Ovi is evaluated on both unimodal and joint AV generation tasks:

• Audio Generation: Ovi-Aud achieves competitive results on text-to-audio (T2A) and text-to-speech (TTS) benchmarks, with metrics (FD, IS, CLAP, WER) comparable to state-of-the-art specialized models. The unified audio model is capable of both high-fidelity speech and complex sound effects, a critical requirement for real-world AV generation.
• Joint Audio-Video Generation: In a blind pairwise preference paper (Verse-Bench), Ovi demonstrates a substantial margin of human preference over open-source baselines (JavisDiT, UniVerse-1) in audio quality, video quality, and synchronization.

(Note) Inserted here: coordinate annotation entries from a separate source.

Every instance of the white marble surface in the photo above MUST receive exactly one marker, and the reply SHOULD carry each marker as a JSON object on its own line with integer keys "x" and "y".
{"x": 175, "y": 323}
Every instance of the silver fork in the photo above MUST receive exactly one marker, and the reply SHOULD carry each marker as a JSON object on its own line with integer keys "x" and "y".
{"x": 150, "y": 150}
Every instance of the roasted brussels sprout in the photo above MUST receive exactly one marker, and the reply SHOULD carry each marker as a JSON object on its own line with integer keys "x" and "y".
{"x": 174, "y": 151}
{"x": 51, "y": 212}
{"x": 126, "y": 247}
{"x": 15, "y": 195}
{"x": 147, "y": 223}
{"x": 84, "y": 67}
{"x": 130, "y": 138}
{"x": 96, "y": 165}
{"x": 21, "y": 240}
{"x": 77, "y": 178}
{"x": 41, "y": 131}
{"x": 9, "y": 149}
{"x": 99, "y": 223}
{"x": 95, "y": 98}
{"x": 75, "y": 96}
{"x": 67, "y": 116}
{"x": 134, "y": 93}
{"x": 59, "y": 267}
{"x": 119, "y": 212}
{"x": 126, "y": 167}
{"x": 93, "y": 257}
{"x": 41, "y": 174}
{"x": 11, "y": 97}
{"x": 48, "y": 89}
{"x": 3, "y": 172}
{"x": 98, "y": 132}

  Figure 4: Pairwise win rate (PWR) results of Ovi compared against baselines on Verse-Bench. Higher values indicate stronger human preference for Ovi.

Ablation studies confirm that a unified T5-based text embedding for both speech and audio descriptions yields better multimodal coherence than separate embeddings (e.g., CLAP for non-speech audio).

Limitations and Future Directions

Ovi is currently limited to short (5s) 720p/24fps clips, precluding long-form narrative consistency and inter-shot transitions. The dense, blockwise fusion in a symmetric 11B-parameter model incurs significant computational cost per sampling step, which could be mitigated by distillation or chunk-wise generation strategies. The reliance on a fixed 1D-VAE at 16kHz constrains audio bandwidth and spatial realism, suggesting future work in higher-fidelity or spatialized audio modeling.

Theoretical and Practical Implications

Ovi demonstrates that strict architectural symmetry and blockwise, bidirectional cross-modal fusion can yield strong synchronization and perceptual quality in unified AV generation. The approach obviates the need for heuristic alignment modules or post hoc synchronization, simplifying the modeling pipeline and improving scalability. The results suggest that future AV systems should prioritize architectural alignment and joint training over sequential or modular approaches.

Theoretically, Ovi's design provides a template for future research in multimodal generative modeling, particularly in domains where temporal and semantic alignment are critical. Practically, the framework is directly applicable to cinematic content creation, virtual avatars, and interactive media, where naturalistic AV synthesis is essential.

Conclusion

Ovi establishes a new standard for open-source, unified audio-video generation by leveraging symmetric twin backbones, blockwise bidirectional fusion, and a unified semantic conditioning scheme. The model achieves strong human preference in perceptual studies and competitive unimodal performance, validating the efficacy of its design. While limitations remain in duration and computational efficiency, Ovi provides a scalable and extensible foundation for future advances in multimodal generative modeling.